A culture of blame
The Dalai Lama of Tibet is quoted as saying “When you think everything is someone else’s fault, you will suffer a lot. When you realise that everything springs only from yourself, you will learn both peace and joy”.
Being able to accept responsibility and acknowledge our mistakes actually empowers us and allows us to take control of our lives. By not trying to apportion blame on others we can look for ways to put right any problems that have been caused by our oversights. If it is someone else’s mistake then finding a respectful and congruent way to call their attention to it will facilitate a more trusting relationship. Research shows that being able to make an apology in relationships makes them much more likely to deepen and flourish.
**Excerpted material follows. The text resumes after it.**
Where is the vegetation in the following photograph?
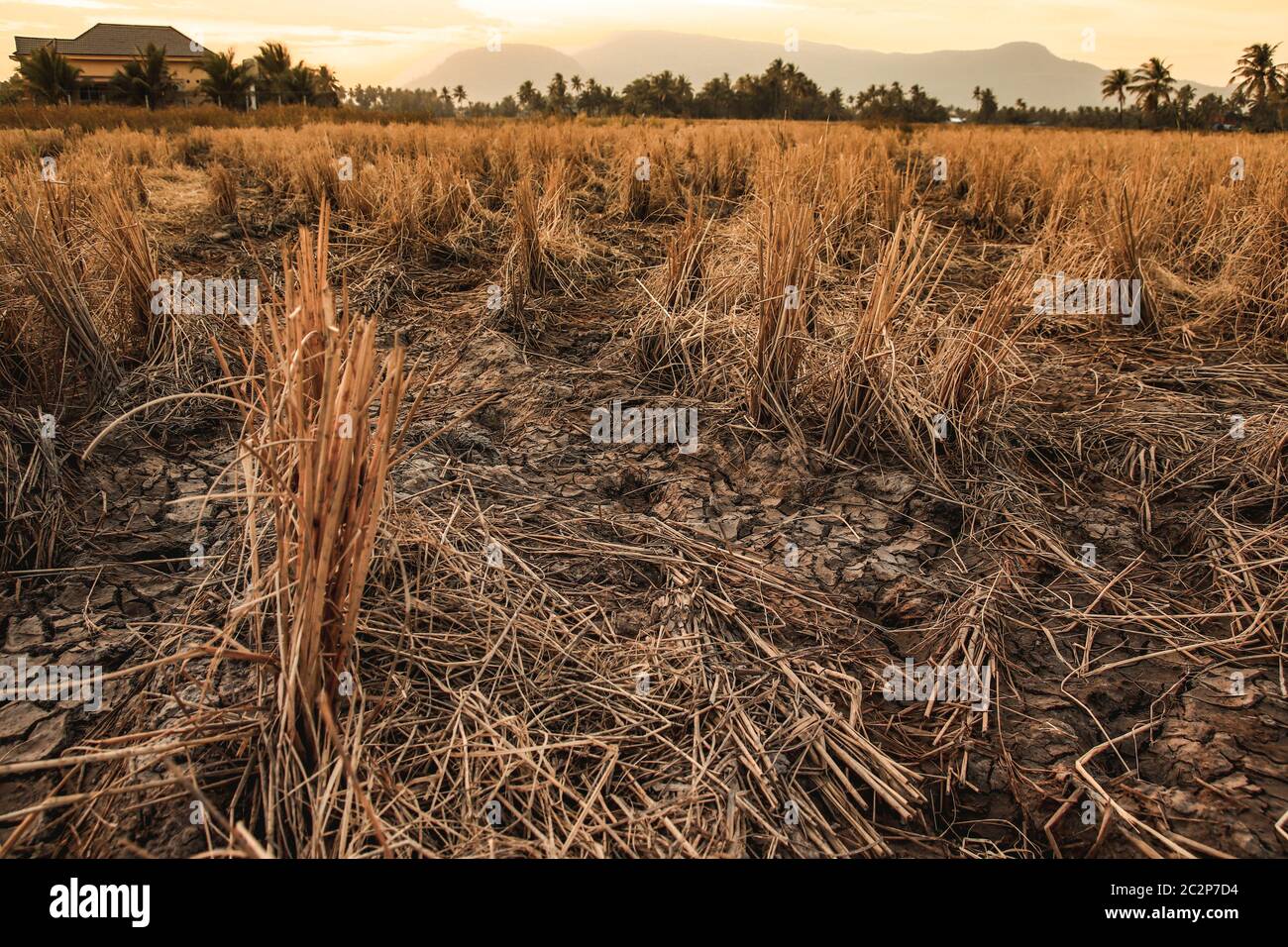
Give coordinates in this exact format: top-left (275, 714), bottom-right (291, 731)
top-left (108, 43), bottom-right (179, 108)
top-left (0, 116), bottom-right (1288, 860)
top-left (18, 43), bottom-right (81, 106)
We seem to have become a blaming culture. ‘Had an accident that wasn’t your fault’? How many times have we seen this type of advert on television or read one in the newspaper? Their buzz word ‘compensation’ can have the effect of luring people in with the hope of getting a big pay out for an accident/mistake that could actually have been their own fault. Of course there are many valid cases but I can’t help wondering how many people are encouraged to claim without just cause.
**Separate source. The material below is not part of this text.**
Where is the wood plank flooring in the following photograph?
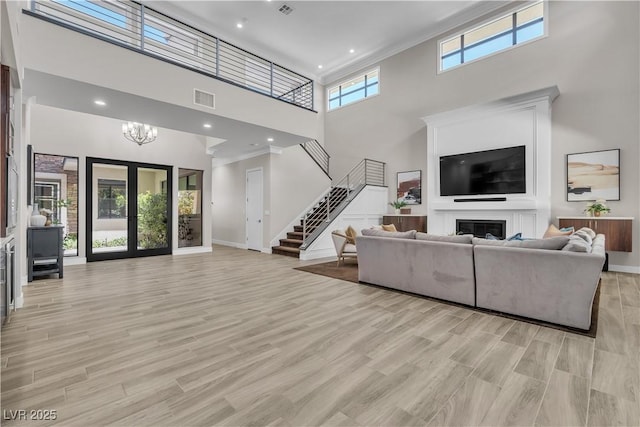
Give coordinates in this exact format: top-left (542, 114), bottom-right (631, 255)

Some of the biggest ‘mistakes’ in history have been of enormous benefit to humanity. The scientist Sir Alexander Fleming was experimenting to find a wonder drug that would cure diseases. After discarding a contaminated Petri dish he noticed that it contained a mould that was dissolving all the bacteria around it. Through this mistake he learned that it contained a powerful antibiotic, penicillin!
Accepting responsibility does not equate with punishing ourselves unduly. Making mistakes is not only part of being human but is one of the best ways to learn about life; understanding where you might have gone wrong is how you progress and develop. It also enables you cultivate a more empathic way of being when encountering the misdemeanours of yourself and others.